Für den 05-Trainer war die Partie ein Abbild des Augsburg-Spiels, „nur, dass wir diesmal die Anderen waren. Die Augsburger hatten vorher gewonnen, hatten das Gefühl, sie sind sicher im Mittelfeld drin und haben gegen uns nicht mehr wie vorher alles abgerufen. So ging es uns diesmal“, sagte der 49-Jährige. Warum das so war, woher diese Einstellung kam, die ganze Geschichte anscheinend lockerer angehen zu wollen, darüber müsse intensiv gesprochen und geforscht werden. „Es hat schon mit der Einstellung vor dem Spiel zu tun. Aber es gibt kein Messgerät, um das festzustellen.
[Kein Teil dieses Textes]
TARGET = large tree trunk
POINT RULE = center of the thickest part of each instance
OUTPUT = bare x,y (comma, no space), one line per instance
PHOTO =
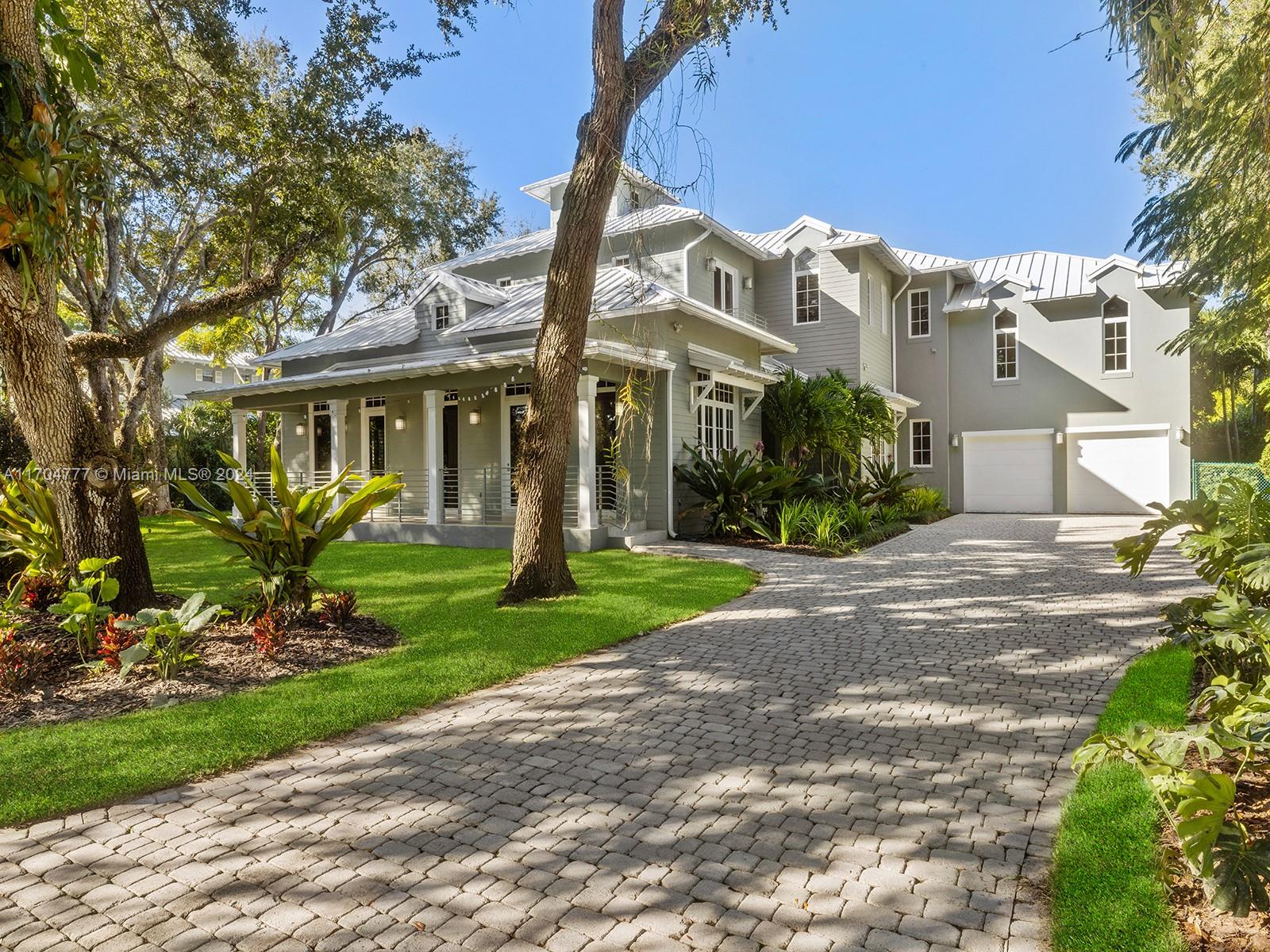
67,438
539,564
Die Einstellung im Kopf kommt in der Woche, bei jedem individuell für sich. Wenn die Meinung im Kopf drin ist, kriegst du die auch mit der richtigen Teamansprache nicht mehr komplett raus. Wir haben konzentriert gearbeitet diese Woche, seriös und zielgerichtet“, sagte Schmidt. Anzeichen dafür habe es in der Vorbereitung nicht gegeben. Dass die Mannschaft so auftreten würde sei nicht absehbar gewesen. „Wir sind aber offenbar nicht soweit, dass wir mehrere Male hintereinander ein Top-Spiel hinkriegen.“

„Vieles probiert, viel brotlose Kunst“

Von Anfang an Abspielfehler, Ungenauigkeiten, Ballgeschiebe ohne Tempo und Druck. Immer die Lösung hinten herum gesucht, anstelle des Passes nach vorne. Unsaubere Diagonalverlagerungen, hektisch geschlagene lange Bälle hinten raus und beim Kampf um die zweiten Bälle meist hinten dran. Das baute den Gegner auf. Da muss nicht über eine andere Taktik oder andere Spielsysteme diskutiert werden, wenn solch elementare Defizite auftreten und jegliche Umsetzung massiv erschweren. Zwar erfolgte nach der Pause eine Reaktion, eine deutliche Steigerung zumindest vom Einsatz her. Die Genauigkeit der Aktionen blieb bei allen Bemühungen jedoch weiterhin auf der Strecke. „Mit einem frühen Anschlusstreffer wäre noch etwas möglich gewesen. Wenn du kein Tor machst, fehlt dann irgendwann ein wenig die Hoffnung. Das ergibt dann so eine Gemengelage, wo dann die Präzision fehlt, die letzte Lösung. Auch wenn du außen durch bist, kommt der Ball nicht an. Oder es wird auf der Linie gerettet. Um größer zu werden, um die Partie wieder offener zu halten, hätten wir unbedingt einen Treffer gebraucht. Das haben wir nicht geschafft“, konstatierte Schmidt. Am Ende blieb ein ernüchterndes Fazit: „Vieles probiert, viel brotlose Kunst.“

Wenn man es positiv sehen will, dann haben die Mainzer mit diesem Auftritt sich selbst und ihren Anhängern die Aussicht auf ein spannendes Frühjahr beschert. Woche für Woche neue Drucksituationen, Schlüsselspiele, die automatisch eine schärfere Herangehensweise, bedingungslosen Einsatz und Mentalität erfordern. Abstiegskampf. Könnte höchst interessant, aber auch gefährlich werden. „Anscheinend brauchen wir mehr Druck in der Gesamtsituation, um immer alles abzurufen. Ich gehe davon aus, dass wir jetzt wieder mehr gegen den Abstieg rennen müssen und wir dann wieder etwas mehr sehen vom Team“, sagte der 05-Trainer. „Das nächste Spiel baut sich jetzt nach einer solchen Niederlage wieder größer auf. So hatte sich Augsburg vor uns aufgebaut nach der Hoffenheim-Niederlage. Jetzt bauen sich Leverkusen und dann Wolfsburg vor uns auf. Jetzt sind wir doppelt gefordert. Das haben wir uns selber zuzuschreiben.“ Am Fastnachtssamstag stehen die 05er bei Bayer Leverkusen auf der Matte. Eine Woche später kommt der im Moment auf Platz 14 stehende VfL Wolfsburg nach Mainz.